Joe Jacoby also was delighted by Monk's madness in traffic.

"We're taught to break on the ball (on those short passes over the middle)," the enormous tackle said. "But he's usually already taken off by the time we get there, and he's kind of hard to catch up to and block for."

The catch Jacoby most admired was the one 48-yarder that Monk twisted from Breeden to grab with slightly less than three minutes left before halftime.

Slightly underthrown, the pass seemed certain to be incomplete; Monk managed to slip inside Breeden and make a diving catch. With a far easier chance, Monk clutched a four-yard pass in the end zone and the best comeback ever under Coach Joe Gibbs was under way.

"Yes," Bengals Coach Sam Wyche admitted, "I have seen him play like this before -- on practically every film we studied."

"You call his number and he's there," Gibbs said. "For the last six weeks, he's stood up and made the plays when we've had to have them. He's a star, an absolute star."

Statistically, Monk said, emphasizing the word, this was his most memorable game. Others have been more satisfying.
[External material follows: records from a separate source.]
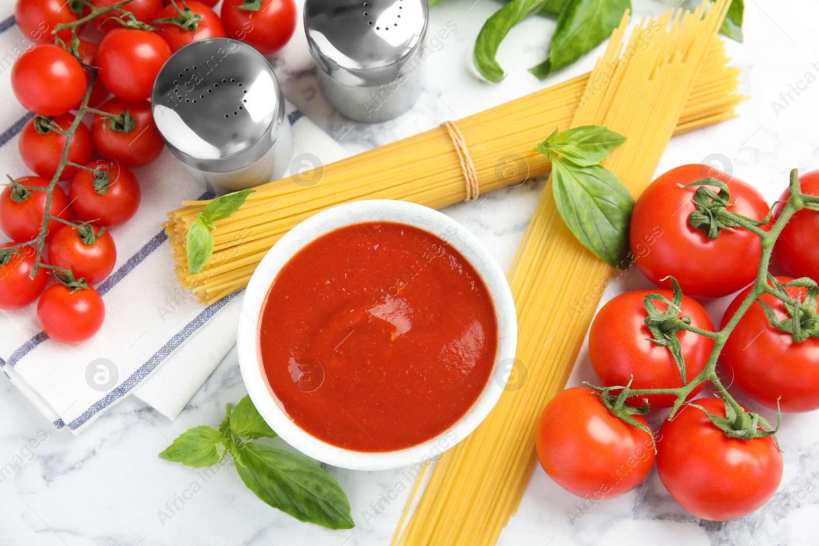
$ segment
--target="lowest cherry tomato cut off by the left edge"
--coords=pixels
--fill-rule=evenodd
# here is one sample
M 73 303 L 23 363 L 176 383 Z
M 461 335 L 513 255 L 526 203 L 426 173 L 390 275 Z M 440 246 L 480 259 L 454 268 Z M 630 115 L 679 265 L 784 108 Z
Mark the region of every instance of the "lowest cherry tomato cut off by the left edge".
M 16 243 L 0 243 L 0 248 L 9 248 Z M 29 275 L 34 270 L 37 259 L 37 247 L 24 246 L 14 254 L 3 256 L 0 253 L 0 309 L 22 309 L 33 304 L 48 282 L 48 270 L 39 268 L 32 279 Z M 5 260 L 5 264 L 3 261 Z

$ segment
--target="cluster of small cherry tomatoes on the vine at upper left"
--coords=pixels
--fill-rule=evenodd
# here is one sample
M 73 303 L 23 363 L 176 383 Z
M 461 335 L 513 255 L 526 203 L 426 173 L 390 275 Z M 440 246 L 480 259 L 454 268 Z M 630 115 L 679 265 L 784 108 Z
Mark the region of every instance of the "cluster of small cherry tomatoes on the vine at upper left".
M 102 282 L 114 268 L 116 247 L 109 230 L 139 208 L 140 186 L 130 169 L 148 165 L 164 148 L 147 100 L 162 65 L 172 52 L 205 38 L 230 36 L 260 52 L 274 52 L 295 29 L 292 0 L 224 0 L 221 18 L 211 9 L 217 1 L 127 2 L 120 9 L 130 16 L 107 11 L 77 25 L 77 35 L 84 25 L 96 29 L 84 37 L 102 34 L 94 43 L 75 41 L 71 29 L 52 31 L 116 0 L 18 0 L 17 25 L 36 45 L 15 62 L 11 86 L 20 103 L 35 114 L 19 143 L 20 156 L 34 175 L 11 179 L 0 192 L 0 229 L 11 239 L 0 244 L 0 309 L 38 301 L 43 332 L 64 343 L 85 341 L 102 327 L 102 296 L 88 285 Z M 88 90 L 93 73 L 97 79 Z M 66 142 L 75 122 L 71 111 L 87 92 L 88 108 L 93 109 L 90 129 L 80 122 Z M 45 188 L 64 151 L 68 163 L 48 201 Z M 38 246 L 2 249 L 41 241 L 47 206 L 53 218 L 42 239 L 47 246 L 40 250 L 39 263 L 45 267 L 32 278 Z M 48 273 L 59 282 L 48 287 Z

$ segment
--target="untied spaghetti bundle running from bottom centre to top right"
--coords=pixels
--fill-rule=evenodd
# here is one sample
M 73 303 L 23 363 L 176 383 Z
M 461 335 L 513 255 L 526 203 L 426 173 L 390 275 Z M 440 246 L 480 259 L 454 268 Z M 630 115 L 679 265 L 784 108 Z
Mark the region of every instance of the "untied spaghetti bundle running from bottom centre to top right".
M 692 97 L 699 101 L 717 86 L 719 97 L 705 99 L 717 103 L 735 89 L 719 79 L 709 79 L 704 89 L 694 83 L 709 66 L 726 70 L 712 56 L 728 4 L 718 0 L 708 9 L 704 4 L 693 13 L 643 20 L 627 41 L 624 16 L 587 80 L 571 124 L 604 125 L 627 136 L 604 165 L 634 196 L 651 181 Z M 490 546 L 518 508 L 536 463 L 536 420 L 565 386 L 600 287 L 612 273 L 577 242 L 555 208 L 549 181 L 509 273 L 518 312 L 517 359 L 529 372 L 527 385 L 505 391 L 486 421 L 446 453 L 450 463 L 432 471 L 394 544 Z

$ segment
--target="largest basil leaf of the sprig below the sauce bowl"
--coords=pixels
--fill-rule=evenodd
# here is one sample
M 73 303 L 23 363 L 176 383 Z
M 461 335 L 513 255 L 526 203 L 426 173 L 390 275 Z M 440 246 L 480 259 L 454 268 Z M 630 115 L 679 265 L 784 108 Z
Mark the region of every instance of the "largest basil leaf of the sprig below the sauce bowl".
M 355 526 L 350 502 L 338 482 L 309 459 L 252 442 L 238 450 L 245 464 L 236 467 L 239 476 L 265 503 L 328 529 Z

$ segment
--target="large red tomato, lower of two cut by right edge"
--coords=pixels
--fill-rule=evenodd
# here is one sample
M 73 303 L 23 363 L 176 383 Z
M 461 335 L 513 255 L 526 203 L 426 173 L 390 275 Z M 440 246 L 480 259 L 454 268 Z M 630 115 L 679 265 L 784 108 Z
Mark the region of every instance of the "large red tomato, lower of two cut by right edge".
M 780 282 L 792 280 L 778 278 Z M 788 287 L 788 294 L 801 300 L 807 290 Z M 722 327 L 734 316 L 751 288 L 740 293 L 726 309 Z M 780 320 L 788 318 L 785 305 L 767 294 L 760 297 Z M 819 339 L 797 343 L 780 332 L 767 319 L 758 301 L 737 323 L 722 348 L 720 363 L 726 368 L 726 378 L 754 400 L 776 409 L 780 396 L 783 412 L 808 412 L 819 408 Z

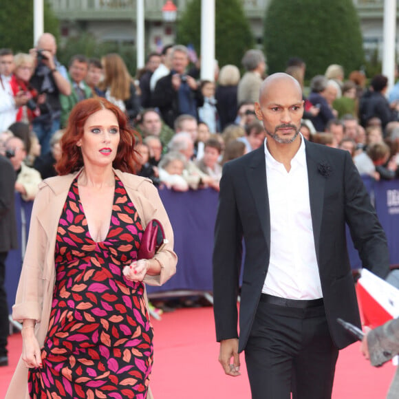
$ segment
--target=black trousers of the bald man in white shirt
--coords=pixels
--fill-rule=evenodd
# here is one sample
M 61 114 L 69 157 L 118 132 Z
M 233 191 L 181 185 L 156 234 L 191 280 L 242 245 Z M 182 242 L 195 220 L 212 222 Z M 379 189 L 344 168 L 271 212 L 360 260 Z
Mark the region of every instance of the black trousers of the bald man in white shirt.
M 252 399 L 330 399 L 338 349 L 322 300 L 304 308 L 262 294 L 245 349 Z

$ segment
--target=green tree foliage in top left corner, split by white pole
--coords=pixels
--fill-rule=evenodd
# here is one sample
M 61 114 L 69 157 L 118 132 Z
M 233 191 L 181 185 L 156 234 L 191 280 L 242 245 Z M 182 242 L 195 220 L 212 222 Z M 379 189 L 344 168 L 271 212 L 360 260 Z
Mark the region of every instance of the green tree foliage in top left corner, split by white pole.
M 7 0 L 1 2 L 0 12 L 0 47 L 14 52 L 28 52 L 33 43 L 33 1 Z M 44 31 L 58 39 L 59 24 L 52 8 L 44 1 Z

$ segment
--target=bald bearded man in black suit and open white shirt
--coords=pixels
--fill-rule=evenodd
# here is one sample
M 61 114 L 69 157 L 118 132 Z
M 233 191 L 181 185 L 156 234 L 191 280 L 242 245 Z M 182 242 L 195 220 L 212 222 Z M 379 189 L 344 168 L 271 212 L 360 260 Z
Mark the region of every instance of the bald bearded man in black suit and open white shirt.
M 263 81 L 265 145 L 224 166 L 213 254 L 219 361 L 239 376 L 245 351 L 252 399 L 331 398 L 338 349 L 360 326 L 345 223 L 365 268 L 385 278 L 387 240 L 347 151 L 299 133 L 303 100 L 287 74 Z M 244 237 L 237 333 L 237 295 Z M 233 359 L 233 360 L 232 360 Z

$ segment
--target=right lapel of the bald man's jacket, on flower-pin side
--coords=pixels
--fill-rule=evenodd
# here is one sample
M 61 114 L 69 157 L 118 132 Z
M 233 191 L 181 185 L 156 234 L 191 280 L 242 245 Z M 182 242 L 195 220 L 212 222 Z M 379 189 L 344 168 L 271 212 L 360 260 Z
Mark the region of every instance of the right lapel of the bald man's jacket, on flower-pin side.
M 306 141 L 306 164 L 308 167 L 308 184 L 309 184 L 309 200 L 310 213 L 312 215 L 312 227 L 314 236 L 314 247 L 316 249 L 316 257 L 319 263 L 319 248 L 320 248 L 320 232 L 321 219 L 323 214 L 325 177 L 319 173 L 318 164 L 321 160 L 317 157 L 314 151 L 314 145 Z

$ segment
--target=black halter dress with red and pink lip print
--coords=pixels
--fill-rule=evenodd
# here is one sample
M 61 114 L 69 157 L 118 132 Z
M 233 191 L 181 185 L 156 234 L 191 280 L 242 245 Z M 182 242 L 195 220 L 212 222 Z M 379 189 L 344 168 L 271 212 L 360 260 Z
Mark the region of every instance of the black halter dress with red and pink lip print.
M 58 224 L 50 324 L 43 368 L 30 369 L 31 398 L 147 397 L 153 331 L 144 285 L 122 274 L 137 258 L 142 233 L 116 177 L 108 235 L 94 241 L 74 180 Z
"Dallas last year," he said of the playoff-clinching road victory over the Cowboys. "To me, that game meant a lot more. That winning feeling is so much greater."

Monk listened as the impromptu-completion angle was explored. You know the one: Receiver notices he can beat his man with a couple of zigs this way and a quick hitch toward the brunette cheerleader. The quarterback gets excited, draws it up in the dirt for the rest of the offense and it soon fetches a huge gain.

"Actually," Monk said, "the coaches realized I was hot. I'll mention potentially big plays, but today we were in situations we'd already seen on film."

There were a few plays, such as sprintouts, that Schroeder's cracked ribs made close to impossible to execute. And the Redskins tried to run the ball whenever possible to protect the quarterback.

"We should have ended the game (after that short completion-long run by Monk late in the fourth quarter)," Walker said. Being themselves, the Redskins failed to breathe easily until Jim Breech's 51-yard field goal fell short with seven seconds left.

Schroeder praised Monk for holding onto a few balls most receivers only touch; Monk gushed over the ailing Schroeder for getting the ball close enough to be caught.

Walker thought a touch of humility might be in order and remembered a slightly high pass late in the first quarter that had gone through Monk's hands.

"But 13 of 14," Walker said, "that's big."